The new report, Environmental Inhibitors in Agrifood Systems – Considerations for Food Safety Risk Assessment, alongside a technical brief, focuses on environmental inhibitors (EIs)—substances designed to reduce methane emissions from livestock and nitrogen losses from fertilizers.
FAO warns that while these tools show promise in reducing agriculture’s climate footprint, their potential transfer into the food chain must be carefully evaluated to avoid risks to human health and trade disruptions.
“A food safety lens is essential when introducing new technologies into agrifood systems,” said Corinna Hawkes, Director of FAO’s Agrifood Systems and Food Safety Division. “By addressing safety considerations early, climate solutions can be effective, trusted, and widely adopted.”
Two Key Technologies Under Review
The guidance focuses on two main categories:
Methanogenesis inhibitors, used in cattle and other ruminants to reduce methane emissions. Some compounds, such as 3-nitrooxypropanol (3-NOP), block methane production at the microbial level and are regulated as either veterinary drugs or feed additives depending on jurisdiction.

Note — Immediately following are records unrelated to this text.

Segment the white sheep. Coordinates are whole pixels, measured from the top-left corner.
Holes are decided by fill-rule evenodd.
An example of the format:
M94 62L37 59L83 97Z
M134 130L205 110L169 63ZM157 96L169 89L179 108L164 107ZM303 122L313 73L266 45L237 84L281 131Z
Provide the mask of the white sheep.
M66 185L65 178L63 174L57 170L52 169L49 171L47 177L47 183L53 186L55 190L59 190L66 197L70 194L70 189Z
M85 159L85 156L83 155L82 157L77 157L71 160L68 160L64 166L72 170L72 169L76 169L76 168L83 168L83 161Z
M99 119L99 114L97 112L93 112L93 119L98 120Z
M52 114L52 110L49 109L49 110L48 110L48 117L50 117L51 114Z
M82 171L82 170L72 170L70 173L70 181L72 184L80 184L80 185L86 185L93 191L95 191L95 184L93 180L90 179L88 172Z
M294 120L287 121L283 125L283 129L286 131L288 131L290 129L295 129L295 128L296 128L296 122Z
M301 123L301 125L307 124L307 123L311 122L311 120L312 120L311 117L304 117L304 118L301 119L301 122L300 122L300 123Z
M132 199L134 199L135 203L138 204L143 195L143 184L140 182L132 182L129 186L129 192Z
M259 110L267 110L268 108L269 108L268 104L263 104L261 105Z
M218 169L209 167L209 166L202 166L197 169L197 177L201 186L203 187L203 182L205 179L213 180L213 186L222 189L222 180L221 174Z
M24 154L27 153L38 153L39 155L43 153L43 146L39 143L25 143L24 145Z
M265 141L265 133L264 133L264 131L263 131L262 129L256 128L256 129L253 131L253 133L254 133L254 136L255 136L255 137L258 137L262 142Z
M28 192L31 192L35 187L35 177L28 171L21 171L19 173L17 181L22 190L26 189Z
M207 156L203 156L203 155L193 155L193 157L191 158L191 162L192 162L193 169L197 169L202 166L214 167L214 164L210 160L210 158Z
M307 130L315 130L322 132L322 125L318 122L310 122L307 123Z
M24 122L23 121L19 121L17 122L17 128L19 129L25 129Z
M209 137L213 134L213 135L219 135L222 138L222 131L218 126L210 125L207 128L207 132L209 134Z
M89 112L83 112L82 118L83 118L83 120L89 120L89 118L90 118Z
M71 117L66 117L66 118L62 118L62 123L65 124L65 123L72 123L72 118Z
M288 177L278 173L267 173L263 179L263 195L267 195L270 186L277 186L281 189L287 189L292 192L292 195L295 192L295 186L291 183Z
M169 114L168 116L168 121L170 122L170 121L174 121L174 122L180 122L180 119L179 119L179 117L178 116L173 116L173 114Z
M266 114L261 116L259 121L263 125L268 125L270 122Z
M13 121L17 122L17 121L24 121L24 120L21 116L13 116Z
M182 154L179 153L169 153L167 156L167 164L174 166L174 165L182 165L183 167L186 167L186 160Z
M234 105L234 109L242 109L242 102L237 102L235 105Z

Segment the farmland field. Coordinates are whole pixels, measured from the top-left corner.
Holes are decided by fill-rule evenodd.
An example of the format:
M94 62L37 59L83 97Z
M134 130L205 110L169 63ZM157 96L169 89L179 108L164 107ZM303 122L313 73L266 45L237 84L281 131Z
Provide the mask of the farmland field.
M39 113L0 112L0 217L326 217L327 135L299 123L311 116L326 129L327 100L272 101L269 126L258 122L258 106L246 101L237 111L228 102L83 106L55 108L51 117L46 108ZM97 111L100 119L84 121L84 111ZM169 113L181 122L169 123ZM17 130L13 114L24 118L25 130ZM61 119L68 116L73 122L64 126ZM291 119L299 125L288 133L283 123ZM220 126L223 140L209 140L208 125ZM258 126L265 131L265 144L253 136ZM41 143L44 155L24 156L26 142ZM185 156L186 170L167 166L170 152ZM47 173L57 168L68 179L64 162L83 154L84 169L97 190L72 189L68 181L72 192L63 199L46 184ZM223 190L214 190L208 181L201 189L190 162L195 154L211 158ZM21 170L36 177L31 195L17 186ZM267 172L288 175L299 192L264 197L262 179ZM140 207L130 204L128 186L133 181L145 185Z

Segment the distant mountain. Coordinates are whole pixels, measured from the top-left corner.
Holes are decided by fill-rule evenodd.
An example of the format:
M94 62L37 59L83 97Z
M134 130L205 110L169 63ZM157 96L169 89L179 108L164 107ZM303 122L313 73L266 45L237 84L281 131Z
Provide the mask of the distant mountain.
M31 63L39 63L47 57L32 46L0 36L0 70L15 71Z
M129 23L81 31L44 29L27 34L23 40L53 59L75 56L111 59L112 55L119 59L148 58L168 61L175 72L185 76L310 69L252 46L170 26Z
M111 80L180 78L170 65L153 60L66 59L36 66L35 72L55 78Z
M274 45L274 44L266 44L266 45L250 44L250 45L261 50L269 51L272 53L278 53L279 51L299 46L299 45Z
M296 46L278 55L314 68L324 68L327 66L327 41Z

Nitrogen inhibitors, applied to soils to improve nitrogen use efficiency and reduce nitrous oxide emissions. Compounds like dicyandiamide (DCD) help curb fertilizer losses but may enter the food chain through crops or grazing animals.
FAO highlights that regulatory frameworks for these substances remain fragmented globally, with differing data requirements and risk assessment approaches across regions—underscoring the need for harmonized international standards.
Climate Stakes Are High
According to the Intergovernmental Panel on Climate Change, agriculture accounts for 58 per cent of global methane emissions and 52 per cent of nitrous oxide emissions. FAO projections indicate that without mitigation, agrifood system emissions could rise by over 30 per cent by 2050 compared to 2010 levels.
Webinar and Global Dialogue
FAO experts will present the findings and discuss food safety implications in a global webinar on 20 January, hosted via Zoom at 10:00 CET, as part of the organization’s Food Safety Foresight Programme, which tracks emerging risks in rapidly evolving agrifood systems.
FAO emphasized that regardless of how environmental inhibitors are classified, food safety assessments must begin with residue detection in food products, forming the baseline for regulatory decision-making.